This album is the living proof that in my opinion progressive music will always survive. Even if the big fire seems to be reduced to a little flame, there is always something that will fan the fire now and then. Take for instance Big Big Train. In April 2002 I received a promo copy of “Bard” that was announced as the definitive studio album of Big Big Train. And I wrote the following conclusion in my review of “Bard”:
I don't hope this is their last album. But if it is indeed the case than this “Bard” is a worthy last effort. It is just a good album with melodic, mellow prog. And I fell in love with the combination of tasteful mellotron sounds with acoustic guitar. This is not a spectacular album but it is relaxed, sounds great and has beautiful melodic moments and nice vocals.
And now, two years later, this “Gathering speed” fell in my mail-box. I will not beat about the bush; this is the best CD I have heard of Big Big Train. A concept-album full of fresh and melodic symphonic/progressive rock. The album is mixed by Rob Aubrey and Andy Poole. The mastering is also by Rob Aubrey. IQ fans will recognize this name because he is also the sound engineer of IQ.
Sean Filkins – vocals, blues harp, percussion; Andy Poole – bass guitar; Ian Cooper – keyboards; Laura Murch – vocals; Gregory Spawton – guitars, keyboards, vocals; Steve Hughes – drums and percussion.

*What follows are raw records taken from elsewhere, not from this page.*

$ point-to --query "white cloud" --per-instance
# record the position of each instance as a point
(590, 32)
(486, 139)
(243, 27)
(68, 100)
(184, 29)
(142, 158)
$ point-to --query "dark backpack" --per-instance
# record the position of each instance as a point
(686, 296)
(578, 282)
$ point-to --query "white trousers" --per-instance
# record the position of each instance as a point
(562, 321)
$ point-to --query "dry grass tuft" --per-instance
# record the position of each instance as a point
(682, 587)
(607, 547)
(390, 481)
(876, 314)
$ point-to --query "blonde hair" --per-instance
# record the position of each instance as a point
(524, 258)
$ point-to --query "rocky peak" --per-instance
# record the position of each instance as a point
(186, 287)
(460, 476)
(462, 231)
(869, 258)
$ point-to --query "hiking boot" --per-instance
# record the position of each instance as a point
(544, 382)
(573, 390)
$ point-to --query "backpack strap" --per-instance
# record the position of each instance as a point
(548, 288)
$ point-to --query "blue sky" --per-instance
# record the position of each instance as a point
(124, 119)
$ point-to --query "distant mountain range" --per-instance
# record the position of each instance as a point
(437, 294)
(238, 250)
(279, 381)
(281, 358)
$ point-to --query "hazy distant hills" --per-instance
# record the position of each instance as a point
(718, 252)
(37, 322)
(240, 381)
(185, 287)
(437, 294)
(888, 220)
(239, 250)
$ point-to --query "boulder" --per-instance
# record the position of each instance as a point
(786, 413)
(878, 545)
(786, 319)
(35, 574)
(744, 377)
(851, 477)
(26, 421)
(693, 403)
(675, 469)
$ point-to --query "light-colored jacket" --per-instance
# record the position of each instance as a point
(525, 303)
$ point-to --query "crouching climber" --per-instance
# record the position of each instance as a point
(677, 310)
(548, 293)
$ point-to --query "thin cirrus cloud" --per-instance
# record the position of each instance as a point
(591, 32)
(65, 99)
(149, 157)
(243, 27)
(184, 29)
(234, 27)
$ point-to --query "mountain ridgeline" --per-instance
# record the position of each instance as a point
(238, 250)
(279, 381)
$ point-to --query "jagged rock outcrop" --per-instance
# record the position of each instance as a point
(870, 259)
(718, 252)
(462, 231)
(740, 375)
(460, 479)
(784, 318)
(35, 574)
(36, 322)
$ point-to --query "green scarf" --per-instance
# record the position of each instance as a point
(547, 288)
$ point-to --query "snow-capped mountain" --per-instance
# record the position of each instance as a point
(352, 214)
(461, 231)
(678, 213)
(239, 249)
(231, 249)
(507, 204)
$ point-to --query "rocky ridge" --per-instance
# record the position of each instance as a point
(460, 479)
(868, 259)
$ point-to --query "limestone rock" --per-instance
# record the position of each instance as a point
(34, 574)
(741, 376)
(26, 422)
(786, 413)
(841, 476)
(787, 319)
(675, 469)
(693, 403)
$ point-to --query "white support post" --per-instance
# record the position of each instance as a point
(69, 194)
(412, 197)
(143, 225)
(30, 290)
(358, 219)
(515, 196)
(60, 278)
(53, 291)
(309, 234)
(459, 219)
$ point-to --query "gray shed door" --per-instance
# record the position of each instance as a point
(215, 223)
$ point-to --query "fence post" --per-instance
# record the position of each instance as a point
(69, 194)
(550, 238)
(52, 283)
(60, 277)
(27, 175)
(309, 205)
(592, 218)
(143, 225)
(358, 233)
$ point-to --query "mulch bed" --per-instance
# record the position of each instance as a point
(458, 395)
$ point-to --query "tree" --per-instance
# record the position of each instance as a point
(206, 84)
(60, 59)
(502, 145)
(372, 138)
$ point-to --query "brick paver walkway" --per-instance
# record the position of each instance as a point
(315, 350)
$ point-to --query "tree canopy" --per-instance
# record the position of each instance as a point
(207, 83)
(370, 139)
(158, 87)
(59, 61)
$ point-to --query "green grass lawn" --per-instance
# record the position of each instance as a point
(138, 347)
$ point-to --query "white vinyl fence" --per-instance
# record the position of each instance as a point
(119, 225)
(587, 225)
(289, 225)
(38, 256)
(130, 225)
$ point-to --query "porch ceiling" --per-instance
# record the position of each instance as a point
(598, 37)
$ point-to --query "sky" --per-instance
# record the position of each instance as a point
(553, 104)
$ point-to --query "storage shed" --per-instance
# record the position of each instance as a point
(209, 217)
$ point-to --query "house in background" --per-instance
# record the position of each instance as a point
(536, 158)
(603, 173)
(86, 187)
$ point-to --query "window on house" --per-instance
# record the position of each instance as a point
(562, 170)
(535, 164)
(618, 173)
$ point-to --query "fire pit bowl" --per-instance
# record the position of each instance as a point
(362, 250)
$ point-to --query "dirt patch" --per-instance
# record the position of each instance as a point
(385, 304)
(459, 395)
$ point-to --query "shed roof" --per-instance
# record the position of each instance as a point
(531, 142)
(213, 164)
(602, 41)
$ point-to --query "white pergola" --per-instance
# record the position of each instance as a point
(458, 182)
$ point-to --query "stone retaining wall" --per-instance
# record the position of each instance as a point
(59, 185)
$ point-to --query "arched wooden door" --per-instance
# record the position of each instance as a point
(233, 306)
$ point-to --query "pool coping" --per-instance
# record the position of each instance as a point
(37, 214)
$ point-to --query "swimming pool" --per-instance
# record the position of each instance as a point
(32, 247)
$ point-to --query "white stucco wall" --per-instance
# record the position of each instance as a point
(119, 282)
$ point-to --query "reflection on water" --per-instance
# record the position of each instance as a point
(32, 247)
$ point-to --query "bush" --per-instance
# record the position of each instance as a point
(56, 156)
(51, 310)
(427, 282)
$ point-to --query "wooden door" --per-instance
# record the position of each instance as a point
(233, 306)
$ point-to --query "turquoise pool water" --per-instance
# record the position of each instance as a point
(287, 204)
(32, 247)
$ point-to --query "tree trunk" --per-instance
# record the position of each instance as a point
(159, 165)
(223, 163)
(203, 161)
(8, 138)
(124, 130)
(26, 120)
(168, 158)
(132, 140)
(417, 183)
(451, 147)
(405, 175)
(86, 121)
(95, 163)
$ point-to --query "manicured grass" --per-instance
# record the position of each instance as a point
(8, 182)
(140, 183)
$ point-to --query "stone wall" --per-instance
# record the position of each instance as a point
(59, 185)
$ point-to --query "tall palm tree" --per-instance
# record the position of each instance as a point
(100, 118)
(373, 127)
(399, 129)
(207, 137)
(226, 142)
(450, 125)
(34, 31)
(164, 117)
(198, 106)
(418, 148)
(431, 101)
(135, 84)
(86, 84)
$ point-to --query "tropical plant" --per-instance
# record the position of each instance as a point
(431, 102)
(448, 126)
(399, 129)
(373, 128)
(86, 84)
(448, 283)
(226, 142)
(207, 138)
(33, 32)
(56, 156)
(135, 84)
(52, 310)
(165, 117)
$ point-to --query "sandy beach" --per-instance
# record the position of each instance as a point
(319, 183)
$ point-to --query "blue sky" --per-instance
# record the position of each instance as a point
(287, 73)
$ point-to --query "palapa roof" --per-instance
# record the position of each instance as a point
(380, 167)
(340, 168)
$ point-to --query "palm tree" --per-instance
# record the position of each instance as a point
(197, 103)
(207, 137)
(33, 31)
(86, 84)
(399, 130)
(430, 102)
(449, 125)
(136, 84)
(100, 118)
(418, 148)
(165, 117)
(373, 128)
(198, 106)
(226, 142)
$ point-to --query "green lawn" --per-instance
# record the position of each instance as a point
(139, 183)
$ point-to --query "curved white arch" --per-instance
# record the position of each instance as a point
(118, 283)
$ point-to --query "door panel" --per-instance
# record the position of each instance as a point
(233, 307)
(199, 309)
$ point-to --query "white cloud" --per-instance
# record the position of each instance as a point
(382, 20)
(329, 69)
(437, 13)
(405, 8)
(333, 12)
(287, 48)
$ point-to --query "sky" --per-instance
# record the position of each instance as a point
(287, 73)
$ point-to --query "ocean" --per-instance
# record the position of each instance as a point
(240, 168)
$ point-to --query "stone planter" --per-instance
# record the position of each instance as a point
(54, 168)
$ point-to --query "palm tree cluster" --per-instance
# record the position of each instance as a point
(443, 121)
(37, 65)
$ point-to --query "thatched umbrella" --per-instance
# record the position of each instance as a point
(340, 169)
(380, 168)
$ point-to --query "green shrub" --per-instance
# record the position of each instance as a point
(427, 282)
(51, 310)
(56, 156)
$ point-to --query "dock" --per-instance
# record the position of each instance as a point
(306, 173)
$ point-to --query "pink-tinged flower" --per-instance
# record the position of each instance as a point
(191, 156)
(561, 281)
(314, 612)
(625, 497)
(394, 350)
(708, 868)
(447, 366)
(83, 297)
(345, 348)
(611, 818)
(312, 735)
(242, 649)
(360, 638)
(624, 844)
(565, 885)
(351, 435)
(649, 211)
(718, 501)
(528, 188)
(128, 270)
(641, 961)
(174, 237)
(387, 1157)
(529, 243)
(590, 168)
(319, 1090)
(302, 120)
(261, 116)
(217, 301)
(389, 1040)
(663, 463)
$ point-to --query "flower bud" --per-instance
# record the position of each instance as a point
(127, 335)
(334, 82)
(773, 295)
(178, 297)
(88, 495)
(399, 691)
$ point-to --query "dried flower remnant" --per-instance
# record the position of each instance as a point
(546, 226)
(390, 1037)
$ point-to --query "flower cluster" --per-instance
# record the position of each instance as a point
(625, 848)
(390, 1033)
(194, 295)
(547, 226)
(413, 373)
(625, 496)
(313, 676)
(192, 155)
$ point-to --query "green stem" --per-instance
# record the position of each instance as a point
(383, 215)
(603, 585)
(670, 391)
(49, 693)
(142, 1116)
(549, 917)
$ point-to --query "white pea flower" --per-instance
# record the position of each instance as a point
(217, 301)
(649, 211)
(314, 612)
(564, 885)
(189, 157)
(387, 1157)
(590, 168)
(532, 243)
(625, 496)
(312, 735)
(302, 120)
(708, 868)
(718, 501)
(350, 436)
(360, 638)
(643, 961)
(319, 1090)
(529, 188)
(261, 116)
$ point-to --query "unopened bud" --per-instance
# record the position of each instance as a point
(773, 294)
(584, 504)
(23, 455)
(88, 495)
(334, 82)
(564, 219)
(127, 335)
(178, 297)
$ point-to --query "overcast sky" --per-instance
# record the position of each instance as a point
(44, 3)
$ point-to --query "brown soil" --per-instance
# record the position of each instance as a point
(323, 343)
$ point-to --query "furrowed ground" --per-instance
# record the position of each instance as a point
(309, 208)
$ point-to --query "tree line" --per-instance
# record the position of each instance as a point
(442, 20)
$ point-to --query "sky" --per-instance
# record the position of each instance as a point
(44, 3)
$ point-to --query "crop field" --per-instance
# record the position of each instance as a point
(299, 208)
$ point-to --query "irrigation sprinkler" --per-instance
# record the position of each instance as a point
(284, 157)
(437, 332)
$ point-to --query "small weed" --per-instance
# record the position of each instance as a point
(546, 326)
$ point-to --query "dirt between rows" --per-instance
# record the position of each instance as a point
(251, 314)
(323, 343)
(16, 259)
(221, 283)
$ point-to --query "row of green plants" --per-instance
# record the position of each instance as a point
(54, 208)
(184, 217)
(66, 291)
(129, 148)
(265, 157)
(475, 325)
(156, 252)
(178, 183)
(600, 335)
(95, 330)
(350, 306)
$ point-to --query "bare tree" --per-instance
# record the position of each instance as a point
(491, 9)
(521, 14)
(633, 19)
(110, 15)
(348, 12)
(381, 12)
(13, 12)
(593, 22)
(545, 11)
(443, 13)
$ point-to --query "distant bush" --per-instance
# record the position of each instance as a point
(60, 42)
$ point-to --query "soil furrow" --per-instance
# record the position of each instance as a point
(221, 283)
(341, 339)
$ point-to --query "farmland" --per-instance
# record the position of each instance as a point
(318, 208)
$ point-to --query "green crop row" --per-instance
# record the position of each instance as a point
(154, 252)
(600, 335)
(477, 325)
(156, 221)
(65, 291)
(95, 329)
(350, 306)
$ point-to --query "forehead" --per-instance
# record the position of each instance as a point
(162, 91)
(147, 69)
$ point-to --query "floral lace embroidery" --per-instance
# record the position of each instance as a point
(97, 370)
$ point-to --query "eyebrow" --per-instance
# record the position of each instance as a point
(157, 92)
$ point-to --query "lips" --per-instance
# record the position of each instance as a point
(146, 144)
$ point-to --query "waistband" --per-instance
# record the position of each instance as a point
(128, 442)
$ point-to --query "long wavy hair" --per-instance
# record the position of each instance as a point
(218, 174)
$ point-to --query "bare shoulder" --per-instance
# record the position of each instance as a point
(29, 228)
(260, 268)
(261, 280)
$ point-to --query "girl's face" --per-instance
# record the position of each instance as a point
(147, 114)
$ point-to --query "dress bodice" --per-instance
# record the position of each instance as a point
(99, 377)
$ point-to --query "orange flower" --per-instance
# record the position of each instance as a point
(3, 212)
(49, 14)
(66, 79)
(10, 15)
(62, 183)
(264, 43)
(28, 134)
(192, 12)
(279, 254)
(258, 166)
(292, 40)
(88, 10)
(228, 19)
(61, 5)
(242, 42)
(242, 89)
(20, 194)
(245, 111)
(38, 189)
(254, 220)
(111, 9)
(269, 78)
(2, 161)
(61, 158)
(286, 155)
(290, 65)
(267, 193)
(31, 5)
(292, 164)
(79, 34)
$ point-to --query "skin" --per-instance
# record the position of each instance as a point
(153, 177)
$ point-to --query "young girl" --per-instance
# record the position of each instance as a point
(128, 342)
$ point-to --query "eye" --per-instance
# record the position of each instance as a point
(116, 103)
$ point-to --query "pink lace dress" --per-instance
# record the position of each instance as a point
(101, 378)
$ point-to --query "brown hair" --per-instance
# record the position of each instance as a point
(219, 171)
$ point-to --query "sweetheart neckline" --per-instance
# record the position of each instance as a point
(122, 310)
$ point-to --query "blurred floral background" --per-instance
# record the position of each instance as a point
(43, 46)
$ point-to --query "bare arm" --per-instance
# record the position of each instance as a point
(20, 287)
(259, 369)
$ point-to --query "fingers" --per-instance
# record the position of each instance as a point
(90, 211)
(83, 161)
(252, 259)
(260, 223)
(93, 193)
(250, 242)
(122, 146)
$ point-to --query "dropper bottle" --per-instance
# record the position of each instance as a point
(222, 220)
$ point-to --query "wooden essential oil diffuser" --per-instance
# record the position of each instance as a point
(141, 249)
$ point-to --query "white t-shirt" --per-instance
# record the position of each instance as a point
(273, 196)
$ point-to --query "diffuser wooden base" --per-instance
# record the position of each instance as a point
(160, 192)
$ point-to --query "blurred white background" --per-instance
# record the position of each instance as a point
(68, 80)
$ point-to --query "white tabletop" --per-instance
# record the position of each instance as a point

“Gathering speed” is the fourth album (if you don’t count the demo’s) of Big Big Train. This time it is a concept-album about “The Battle of Britain” and tells the story of a fighter pilot whose Spitfire is seen to fall out of the sky, shot down during a combat patrol. It’s about the personal experiences of the fighter boys of 1940.
The first track “High tide, last stand” sets the scene, a country on the edge of destruction. The music sounds fresh but shows that it has its roots in the progmusic of the seventies (Mellotron sounds and twelve string guitars). “Fighter command” is about the daily life of those pilots and the family of the fighter pilot who falls out of the sky. This is a very strong and varied track with some great symphonic rock parts. But it has also delicate vocal parts with acoustic guitars and even a blues harp can be heard. “The road much further on” is a delicate and emotional song with heartbreaking vocal melodies. It is exploring the viewpoint of the pilot’s wife and his parents who has to cope with their possible loss. “Sky flying on fire” is an instrumental track with great melodies and some nice guitar and keyboard solos. “Pell mell” describes the chaos and fear of a dogfight over the English Channel and the destruction of the pilot’s family. The track is up-tempo with a pounding bass, keyboard solos and melodic vocal refrains. The vocals are sung with a lot of passion. In my opinion one of the best tracks of this album. It goes direct into “Powder monkey” where the pilot’s plane is falling down from the sky. This track is maybe my favorite because the music is so expressive. The CD ends with the title track “Gathering speed” which is about moving on. Like in all the tracks the often many-voiced vocals are great and alternate with melodic instrumental parts.
“Gathering speed” is a pleasant surprise in sympho-land. I think this album can give the band a bigger audience. Big Big Train’s previous album was good but they surprised me with this delicious and fresh symphonic album. Who said that progressive music was dead?